Am i correct? If not, where am I wrong?
Advertisement
Answer
You are wrong.
1.) There is no need to put libc into kernel. It doesn’t affect any low-level system or hardware dependent components.
2.) libc.so is ordinary dynamic library.
Now some more details:
When you launch your application, f.e. from bash console, bash forks and execs new process. What does it mean. Actually, this means that OS creates address space environment and loads .text .data .bss from ELF file, preserves virtual space for stack. You can see this mappings here:
sudo cat /proc/1118/maps 00400000-00407000 r-xp 00000000 08:01 1845158 /sbin/getty 00606000-00607000 r--p 00006000 08:01 1845158 /sbin/getty 00607000-00608000 rw-p 00007000 08:01 1845158 /sbin/getty 00608000-0060a000 rw-p 00000000 00:00 0 00ff3000-01014000 rw-p 00000000 00:00 0 [heap] ... 7f728efd3000-7f728efd5000 rw-p 001bf000 08:01 466797 /lib/x86_64-linux-gnu/libc-2.19.so 7f728efd5000-7f728efda000 rw-p 00000000 00:00 0 7f728efda000-7f728effd000 r-xp 00000000 08:01 466799 /lib/x86_64-linux-gnu/ld-2.19.so 7f728f1fe000-7f728f1ff000 rw-p 00000000 00:00 0 7fffa122b000-7fffa124c000 rw-p 00000000 00:00 0 [stack] 7fffa1293000-7fffa1295000 r-xp 00000000 00:00 0 [vdso] ffffffffff600000-ffffffffff601000 r-xp 00000000 00:00 0 [vsyscall]

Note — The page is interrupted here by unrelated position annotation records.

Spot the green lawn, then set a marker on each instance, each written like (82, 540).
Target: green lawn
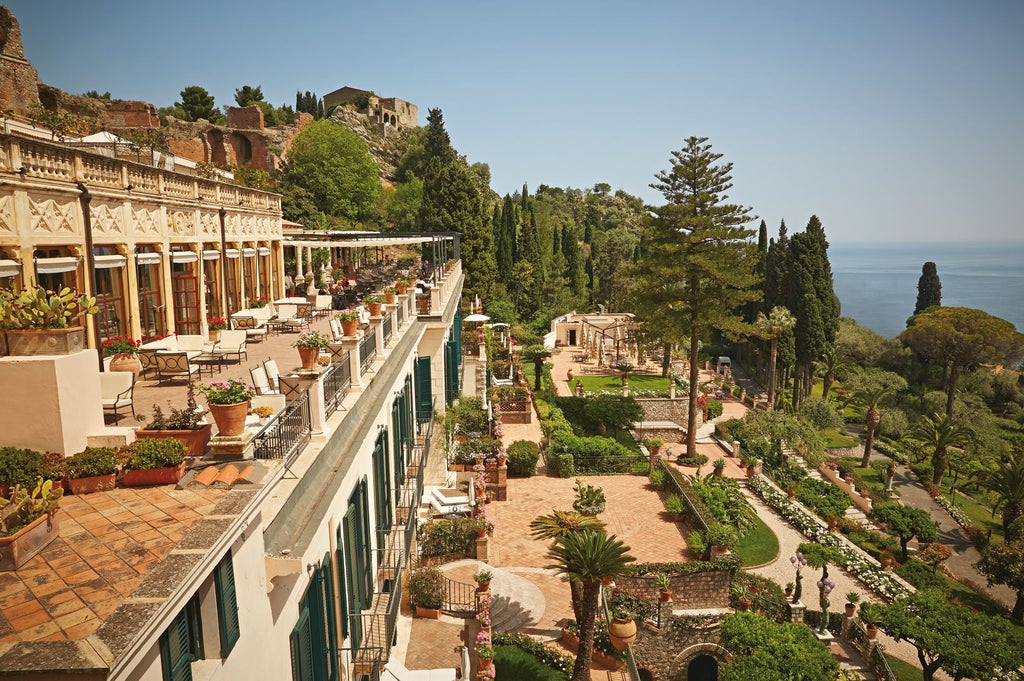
(759, 545)
(904, 671)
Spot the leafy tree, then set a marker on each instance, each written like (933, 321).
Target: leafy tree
(778, 320)
(198, 103)
(771, 651)
(939, 432)
(699, 241)
(929, 289)
(962, 338)
(333, 165)
(952, 637)
(1004, 563)
(906, 522)
(588, 557)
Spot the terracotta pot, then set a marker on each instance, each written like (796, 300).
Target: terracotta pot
(141, 478)
(126, 363)
(622, 633)
(196, 440)
(31, 342)
(308, 356)
(349, 327)
(27, 542)
(230, 419)
(87, 485)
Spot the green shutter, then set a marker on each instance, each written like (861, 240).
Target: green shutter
(227, 605)
(175, 649)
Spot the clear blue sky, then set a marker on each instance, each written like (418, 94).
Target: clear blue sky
(889, 120)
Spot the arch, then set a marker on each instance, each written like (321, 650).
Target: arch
(701, 660)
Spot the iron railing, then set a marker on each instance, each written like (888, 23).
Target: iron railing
(368, 350)
(337, 381)
(288, 433)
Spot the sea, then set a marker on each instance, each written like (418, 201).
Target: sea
(877, 283)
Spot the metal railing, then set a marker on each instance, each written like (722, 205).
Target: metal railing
(337, 381)
(368, 350)
(288, 433)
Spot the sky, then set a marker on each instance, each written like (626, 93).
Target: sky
(888, 120)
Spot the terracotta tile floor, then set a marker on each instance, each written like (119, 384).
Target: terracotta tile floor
(108, 543)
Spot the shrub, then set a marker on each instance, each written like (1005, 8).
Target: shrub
(523, 456)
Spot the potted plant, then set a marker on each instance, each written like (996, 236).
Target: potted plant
(374, 303)
(309, 344)
(482, 579)
(28, 522)
(184, 425)
(123, 352)
(852, 599)
(663, 583)
(349, 322)
(41, 322)
(216, 325)
(589, 499)
(93, 469)
(228, 401)
(622, 629)
(426, 591)
(154, 462)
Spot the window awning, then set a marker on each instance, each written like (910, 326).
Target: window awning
(56, 265)
(9, 267)
(109, 261)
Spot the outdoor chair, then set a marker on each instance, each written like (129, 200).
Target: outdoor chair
(117, 390)
(174, 365)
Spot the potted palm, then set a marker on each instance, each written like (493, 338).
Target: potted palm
(154, 462)
(93, 469)
(228, 402)
(426, 591)
(123, 352)
(309, 345)
(184, 425)
(41, 322)
(28, 522)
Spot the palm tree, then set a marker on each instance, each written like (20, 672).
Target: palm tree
(537, 354)
(939, 432)
(1007, 480)
(833, 362)
(869, 397)
(588, 557)
(779, 320)
(557, 524)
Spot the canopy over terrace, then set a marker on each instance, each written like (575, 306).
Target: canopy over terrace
(443, 245)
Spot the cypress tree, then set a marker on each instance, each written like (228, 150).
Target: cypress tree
(929, 289)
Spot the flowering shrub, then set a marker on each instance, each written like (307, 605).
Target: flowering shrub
(120, 345)
(231, 391)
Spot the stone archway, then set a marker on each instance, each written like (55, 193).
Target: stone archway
(699, 663)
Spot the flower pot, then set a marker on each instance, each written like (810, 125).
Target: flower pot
(27, 542)
(349, 327)
(196, 440)
(126, 363)
(31, 342)
(622, 633)
(87, 485)
(308, 356)
(141, 478)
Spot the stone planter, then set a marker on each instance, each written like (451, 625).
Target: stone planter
(31, 342)
(141, 478)
(87, 485)
(230, 419)
(26, 543)
(196, 440)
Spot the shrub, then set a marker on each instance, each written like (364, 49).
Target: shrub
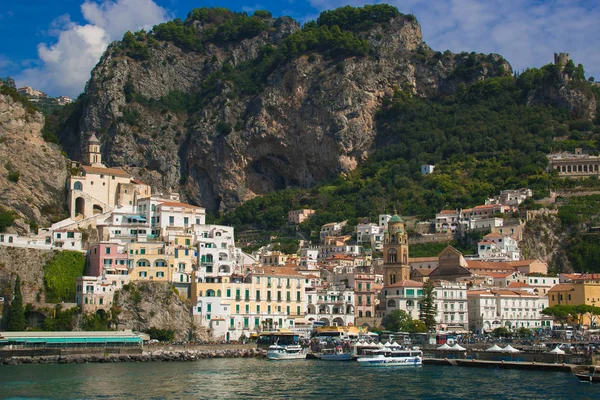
(14, 176)
(60, 273)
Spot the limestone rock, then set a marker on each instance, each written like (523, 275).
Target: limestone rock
(39, 193)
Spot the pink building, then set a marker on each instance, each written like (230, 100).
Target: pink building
(105, 257)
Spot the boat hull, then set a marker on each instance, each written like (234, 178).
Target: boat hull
(286, 356)
(588, 378)
(391, 361)
(336, 357)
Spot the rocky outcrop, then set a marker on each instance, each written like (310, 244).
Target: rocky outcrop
(544, 239)
(579, 100)
(312, 119)
(29, 265)
(145, 305)
(33, 172)
(147, 356)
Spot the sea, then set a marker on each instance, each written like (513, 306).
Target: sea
(292, 379)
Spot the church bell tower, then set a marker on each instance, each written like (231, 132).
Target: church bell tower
(93, 152)
(395, 252)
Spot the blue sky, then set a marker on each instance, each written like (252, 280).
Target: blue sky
(52, 45)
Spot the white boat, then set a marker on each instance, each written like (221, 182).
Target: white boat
(392, 356)
(290, 352)
(335, 355)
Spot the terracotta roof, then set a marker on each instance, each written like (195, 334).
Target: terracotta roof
(177, 204)
(449, 212)
(562, 287)
(512, 293)
(521, 263)
(283, 271)
(519, 285)
(423, 271)
(587, 277)
(105, 171)
(489, 265)
(571, 276)
(423, 259)
(493, 236)
(405, 283)
(497, 275)
(474, 292)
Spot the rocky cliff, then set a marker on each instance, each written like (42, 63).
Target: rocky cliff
(310, 118)
(146, 305)
(33, 172)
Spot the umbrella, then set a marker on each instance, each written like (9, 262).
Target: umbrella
(495, 348)
(556, 350)
(457, 347)
(509, 349)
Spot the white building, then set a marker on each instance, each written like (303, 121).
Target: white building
(498, 247)
(492, 309)
(452, 306)
(404, 295)
(332, 229)
(332, 304)
(309, 257)
(427, 169)
(447, 221)
(365, 233)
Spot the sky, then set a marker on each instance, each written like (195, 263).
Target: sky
(52, 45)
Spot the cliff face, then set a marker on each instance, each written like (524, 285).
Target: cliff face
(312, 119)
(33, 172)
(157, 305)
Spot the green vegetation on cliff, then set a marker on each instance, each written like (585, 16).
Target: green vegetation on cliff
(16, 312)
(60, 274)
(482, 139)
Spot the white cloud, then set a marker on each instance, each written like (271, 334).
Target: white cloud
(525, 32)
(64, 67)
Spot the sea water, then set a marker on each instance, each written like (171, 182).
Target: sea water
(292, 379)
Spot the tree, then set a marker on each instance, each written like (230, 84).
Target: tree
(60, 274)
(396, 320)
(501, 332)
(524, 332)
(16, 312)
(560, 312)
(428, 312)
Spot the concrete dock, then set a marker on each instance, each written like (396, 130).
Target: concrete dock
(531, 366)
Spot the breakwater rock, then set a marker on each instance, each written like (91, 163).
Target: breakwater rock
(160, 355)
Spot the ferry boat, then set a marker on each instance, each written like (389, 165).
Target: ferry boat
(335, 355)
(290, 352)
(392, 356)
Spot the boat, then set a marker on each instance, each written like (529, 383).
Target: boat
(335, 355)
(392, 356)
(289, 352)
(593, 376)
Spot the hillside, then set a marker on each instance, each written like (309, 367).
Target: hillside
(33, 171)
(225, 106)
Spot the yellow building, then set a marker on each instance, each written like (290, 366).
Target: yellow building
(268, 298)
(183, 256)
(575, 293)
(148, 261)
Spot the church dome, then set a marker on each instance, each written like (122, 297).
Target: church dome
(395, 220)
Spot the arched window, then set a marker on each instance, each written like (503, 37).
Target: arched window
(392, 256)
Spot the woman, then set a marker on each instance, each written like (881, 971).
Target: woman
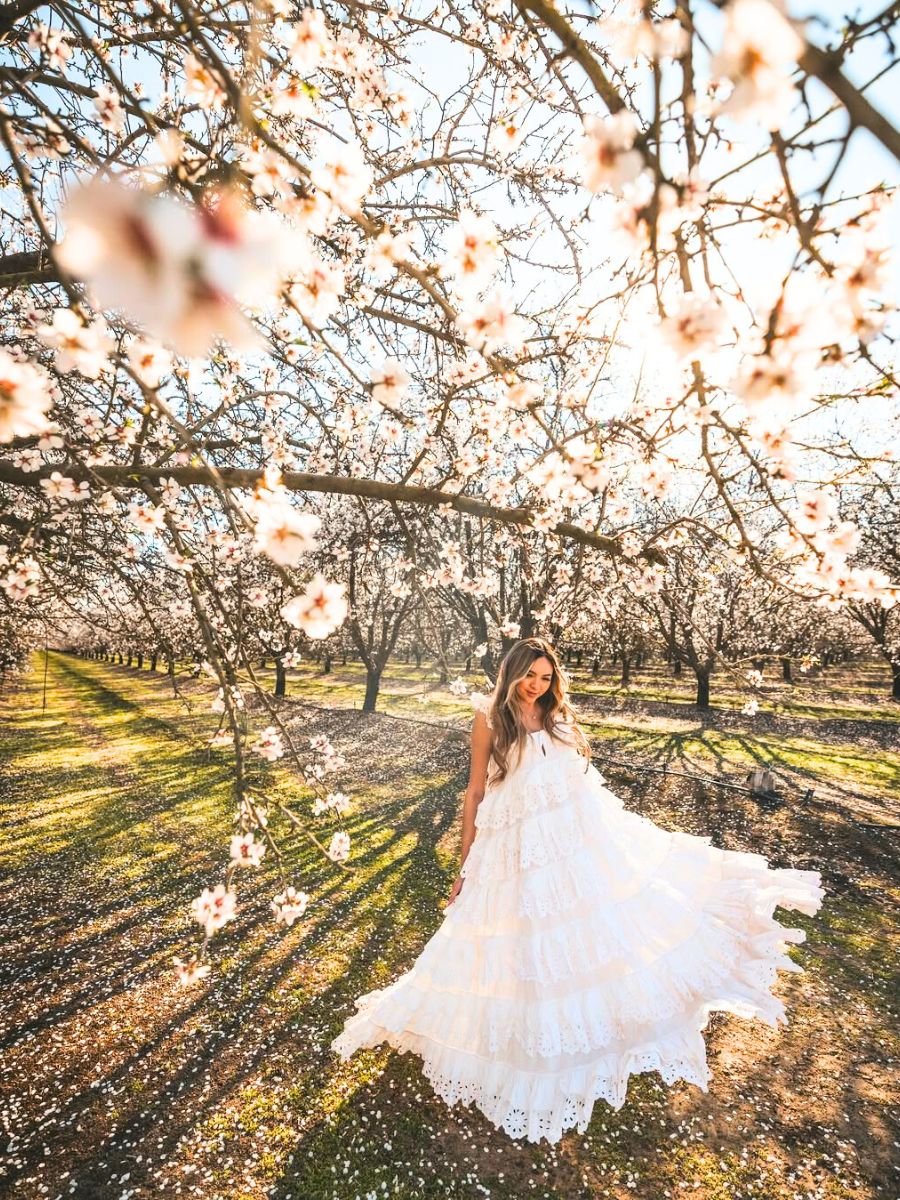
(581, 943)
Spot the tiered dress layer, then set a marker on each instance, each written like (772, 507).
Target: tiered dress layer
(587, 945)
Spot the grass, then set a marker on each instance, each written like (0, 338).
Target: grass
(114, 1081)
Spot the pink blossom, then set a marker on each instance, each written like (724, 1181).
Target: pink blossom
(22, 581)
(214, 907)
(307, 41)
(201, 85)
(283, 533)
(319, 610)
(79, 347)
(507, 136)
(24, 397)
(109, 109)
(389, 383)
(343, 174)
(190, 972)
(693, 325)
(317, 293)
(759, 49)
(180, 271)
(149, 361)
(269, 745)
(61, 487)
(339, 850)
(492, 324)
(147, 517)
(473, 250)
(606, 150)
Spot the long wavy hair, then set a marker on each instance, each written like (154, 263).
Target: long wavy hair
(558, 718)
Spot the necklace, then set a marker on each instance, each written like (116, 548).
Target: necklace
(529, 719)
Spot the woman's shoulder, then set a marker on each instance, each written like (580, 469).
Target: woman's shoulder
(483, 703)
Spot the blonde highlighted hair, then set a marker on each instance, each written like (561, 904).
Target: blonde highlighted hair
(505, 712)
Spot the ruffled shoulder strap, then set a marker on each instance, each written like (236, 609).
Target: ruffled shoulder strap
(481, 703)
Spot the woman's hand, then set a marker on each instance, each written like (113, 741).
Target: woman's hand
(454, 891)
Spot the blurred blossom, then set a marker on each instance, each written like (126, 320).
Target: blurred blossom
(609, 157)
(24, 397)
(178, 270)
(319, 610)
(214, 907)
(760, 48)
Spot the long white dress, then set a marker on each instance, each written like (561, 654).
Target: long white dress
(587, 945)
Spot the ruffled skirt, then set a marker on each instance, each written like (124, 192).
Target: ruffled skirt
(587, 945)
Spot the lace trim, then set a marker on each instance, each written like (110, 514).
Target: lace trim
(539, 1104)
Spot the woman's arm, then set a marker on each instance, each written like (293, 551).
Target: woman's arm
(478, 780)
(474, 792)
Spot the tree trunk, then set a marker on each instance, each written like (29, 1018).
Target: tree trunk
(373, 683)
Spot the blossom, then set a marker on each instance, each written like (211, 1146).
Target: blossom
(181, 271)
(607, 153)
(694, 324)
(24, 397)
(385, 251)
(190, 972)
(288, 905)
(269, 745)
(339, 850)
(389, 383)
(282, 532)
(319, 610)
(109, 109)
(309, 41)
(773, 379)
(491, 324)
(79, 347)
(505, 136)
(759, 49)
(345, 174)
(816, 510)
(22, 581)
(201, 85)
(214, 907)
(149, 360)
(60, 487)
(246, 851)
(148, 517)
(317, 293)
(473, 250)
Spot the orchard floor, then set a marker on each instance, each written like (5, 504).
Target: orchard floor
(117, 1083)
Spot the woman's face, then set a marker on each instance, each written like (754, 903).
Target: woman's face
(537, 682)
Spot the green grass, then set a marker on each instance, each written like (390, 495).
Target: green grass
(117, 815)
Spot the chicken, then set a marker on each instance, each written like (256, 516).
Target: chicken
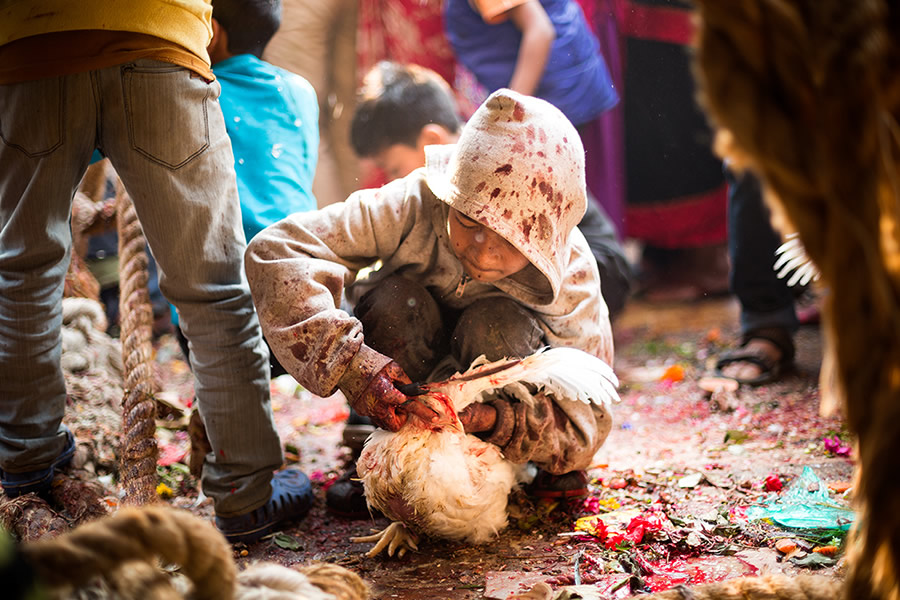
(433, 478)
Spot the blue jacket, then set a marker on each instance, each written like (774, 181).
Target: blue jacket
(272, 117)
(576, 79)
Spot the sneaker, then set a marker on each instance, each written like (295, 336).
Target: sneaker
(16, 484)
(346, 497)
(568, 485)
(291, 499)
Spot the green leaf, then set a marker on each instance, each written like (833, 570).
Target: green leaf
(814, 560)
(282, 540)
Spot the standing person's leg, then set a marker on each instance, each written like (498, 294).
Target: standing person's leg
(164, 133)
(768, 320)
(47, 133)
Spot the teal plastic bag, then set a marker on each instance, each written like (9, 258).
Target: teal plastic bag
(805, 505)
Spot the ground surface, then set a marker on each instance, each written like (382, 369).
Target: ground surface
(673, 482)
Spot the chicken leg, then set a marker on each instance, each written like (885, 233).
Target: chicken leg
(395, 537)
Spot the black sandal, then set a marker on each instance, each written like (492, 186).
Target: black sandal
(771, 369)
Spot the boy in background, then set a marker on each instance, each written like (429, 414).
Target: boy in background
(133, 80)
(271, 116)
(479, 255)
(542, 48)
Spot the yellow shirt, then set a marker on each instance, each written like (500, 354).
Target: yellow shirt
(48, 38)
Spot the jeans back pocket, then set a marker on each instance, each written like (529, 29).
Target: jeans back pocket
(167, 112)
(32, 115)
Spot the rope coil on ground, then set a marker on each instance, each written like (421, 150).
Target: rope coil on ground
(123, 550)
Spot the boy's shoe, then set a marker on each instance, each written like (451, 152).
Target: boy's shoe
(568, 485)
(291, 499)
(16, 484)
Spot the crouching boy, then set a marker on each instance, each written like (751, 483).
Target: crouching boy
(477, 253)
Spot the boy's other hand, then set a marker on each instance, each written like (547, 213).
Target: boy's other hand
(478, 417)
(380, 400)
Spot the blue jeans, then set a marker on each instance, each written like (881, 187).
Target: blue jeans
(766, 301)
(163, 131)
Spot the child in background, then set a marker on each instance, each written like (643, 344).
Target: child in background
(541, 48)
(403, 108)
(131, 79)
(479, 255)
(271, 116)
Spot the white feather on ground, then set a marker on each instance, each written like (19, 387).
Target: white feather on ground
(438, 480)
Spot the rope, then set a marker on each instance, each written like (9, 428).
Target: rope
(139, 449)
(806, 93)
(123, 549)
(102, 547)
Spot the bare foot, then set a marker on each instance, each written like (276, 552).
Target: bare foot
(746, 370)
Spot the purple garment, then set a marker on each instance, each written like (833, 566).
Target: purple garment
(604, 137)
(575, 80)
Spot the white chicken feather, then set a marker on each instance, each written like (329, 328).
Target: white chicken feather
(792, 258)
(435, 479)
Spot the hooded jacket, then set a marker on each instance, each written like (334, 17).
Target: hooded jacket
(518, 168)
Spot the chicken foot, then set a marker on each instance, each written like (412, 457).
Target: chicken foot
(395, 537)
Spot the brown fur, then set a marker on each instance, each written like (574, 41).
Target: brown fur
(807, 94)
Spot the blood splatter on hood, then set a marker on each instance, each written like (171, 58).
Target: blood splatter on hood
(518, 168)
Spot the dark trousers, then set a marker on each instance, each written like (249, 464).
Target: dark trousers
(766, 301)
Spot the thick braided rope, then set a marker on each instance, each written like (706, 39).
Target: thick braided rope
(806, 92)
(139, 449)
(770, 587)
(102, 547)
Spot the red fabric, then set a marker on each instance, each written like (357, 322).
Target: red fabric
(685, 222)
(662, 24)
(405, 31)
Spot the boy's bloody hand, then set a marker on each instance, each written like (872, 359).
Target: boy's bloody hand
(381, 401)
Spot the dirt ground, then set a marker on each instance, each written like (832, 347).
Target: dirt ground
(674, 483)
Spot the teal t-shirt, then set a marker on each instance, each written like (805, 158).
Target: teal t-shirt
(272, 118)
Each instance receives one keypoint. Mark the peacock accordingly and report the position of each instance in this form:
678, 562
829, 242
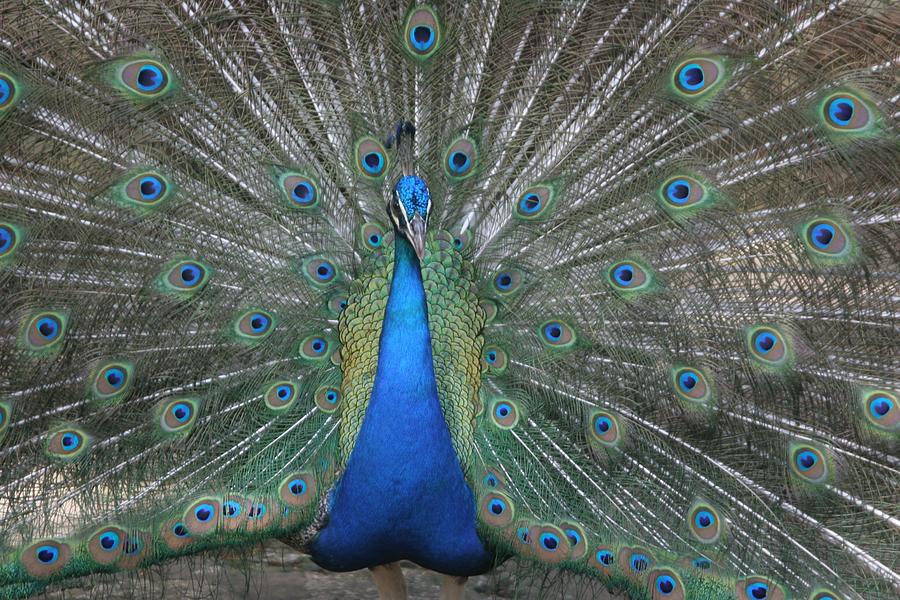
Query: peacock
608, 290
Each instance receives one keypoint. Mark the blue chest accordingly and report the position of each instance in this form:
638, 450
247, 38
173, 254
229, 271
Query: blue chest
403, 494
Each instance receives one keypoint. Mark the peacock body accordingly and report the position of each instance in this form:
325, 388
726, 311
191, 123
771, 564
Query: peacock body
607, 288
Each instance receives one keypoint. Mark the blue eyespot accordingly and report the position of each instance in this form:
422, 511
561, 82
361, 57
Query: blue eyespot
458, 162
259, 323
639, 563
151, 187
691, 77
821, 235
297, 487
421, 37
602, 425
150, 78
303, 193
182, 411
758, 591
109, 541
6, 239
204, 512
530, 203
687, 381
879, 406
549, 541
623, 274
502, 410
48, 327
373, 163
497, 506
679, 191
840, 110
47, 554
231, 509
665, 585
553, 332
70, 441
806, 460
764, 342
5, 91
704, 519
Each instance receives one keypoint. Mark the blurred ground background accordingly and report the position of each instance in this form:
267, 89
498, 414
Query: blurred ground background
274, 571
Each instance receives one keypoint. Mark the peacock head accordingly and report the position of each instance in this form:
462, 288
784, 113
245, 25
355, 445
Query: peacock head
409, 209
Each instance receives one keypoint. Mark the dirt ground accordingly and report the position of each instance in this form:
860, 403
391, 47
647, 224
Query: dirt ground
277, 572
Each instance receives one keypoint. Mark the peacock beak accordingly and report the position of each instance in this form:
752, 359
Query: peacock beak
416, 235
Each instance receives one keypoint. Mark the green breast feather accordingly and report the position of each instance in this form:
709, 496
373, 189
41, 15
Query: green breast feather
455, 320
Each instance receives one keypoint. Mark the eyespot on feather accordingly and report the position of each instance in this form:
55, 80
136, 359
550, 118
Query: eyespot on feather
704, 522
758, 588
557, 334
504, 413
496, 509
44, 331
881, 409
371, 236
767, 346
299, 190
145, 78
665, 584
697, 77
298, 490
44, 558
254, 325
203, 516
67, 443
178, 415
690, 384
371, 158
328, 399
535, 203
281, 395
105, 545
112, 381
460, 159
604, 428
422, 34
603, 559
494, 360
10, 239
577, 540
319, 271
808, 463
184, 278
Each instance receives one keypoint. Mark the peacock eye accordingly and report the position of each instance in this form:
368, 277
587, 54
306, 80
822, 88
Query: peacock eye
145, 77
147, 189
824, 236
371, 157
460, 158
7, 91
422, 32
846, 112
696, 76
300, 190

But there are more. After loading thoose segments, Linux kernel will also load ld-linux.so into memory (you can see it in mappings). This stuff called dynamic linker, and actually ld-linux is responsible for all dynamic libraries loading. As you might know, at the moment the application have been compiled, you already know the list of shared libraries you will use. You can check it via ldd command
ldd /sbin/getty linux-vdso.so.1 => (0x00007fff4cfa6000) libc.so.6 => /lib/x86_64-linux-gnu/libc.so.6 (0x00007f2af2832000) /lib64/ld-linux-x86-64.so.2 (0x00007f2af2c24000)
This stuff must be held somewhere in the ELF (don’t know where exactly). So after loading, ld-linux uses this list and finds all needed libraries at predefined (standart) paths like /usr/lib and so on. Now ld-linux can just mmap regions for located dynamic libraries. That is how libc will be loaded to process address space.